07 December 2011
Under Companies Act, 1956 section 78 it has been specifically stated as to how the securities premium account should be mandatorily used. Please read the said section below:-
78. Application of premiums received on issue of shares.—
(1) Where a company issues shares at a premium, whether for cash or otherwise, a sum equal to the aggregate amount or value of the premiums on those shares shall be transferred to an account, to be called “the [securities] premium account”; and the provisions of this Act relating to the reduction of the [securities] capital of a company shall, except as provided in this section apply as if the [securities] premium account were paid-up [securities] capital of the company.

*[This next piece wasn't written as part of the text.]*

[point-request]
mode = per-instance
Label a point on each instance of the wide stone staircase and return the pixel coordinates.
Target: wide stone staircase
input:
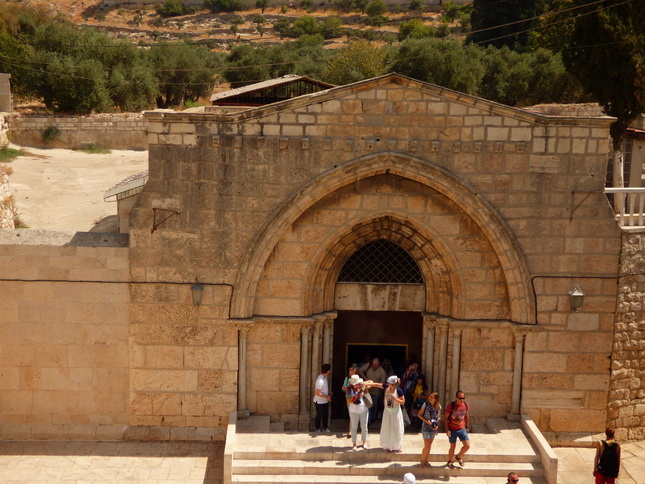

(2) The [securities] premium account may, notwithstanding anything in sub-section (1), be applied by the company—
(a) in paying up unissued shares of the company to be issued to members of the company as fully paid bonus shares;
(b) in writing off the preliminary expenses of the company;
(c) in writing off the expenses of, or the commission paid or discount allowed on, any issue of shares or debentures of the company; or
(d) in providing for the premium payable on the redemption of any redeemable preference shares or of any debentures of the company.
(3) Where a company has, before the commencement of this Act, issued any shares at a premium, this section shall apply as if the shares had been issued after the commencement of this Act:
Provided that any part of the premiums which has been so applied that it does not at the commencement of this Act form an identifiable part of the company’s reserves within the meaning of Schedule VI shall be disregarded in determining the sum to be included in the [securities] premium account.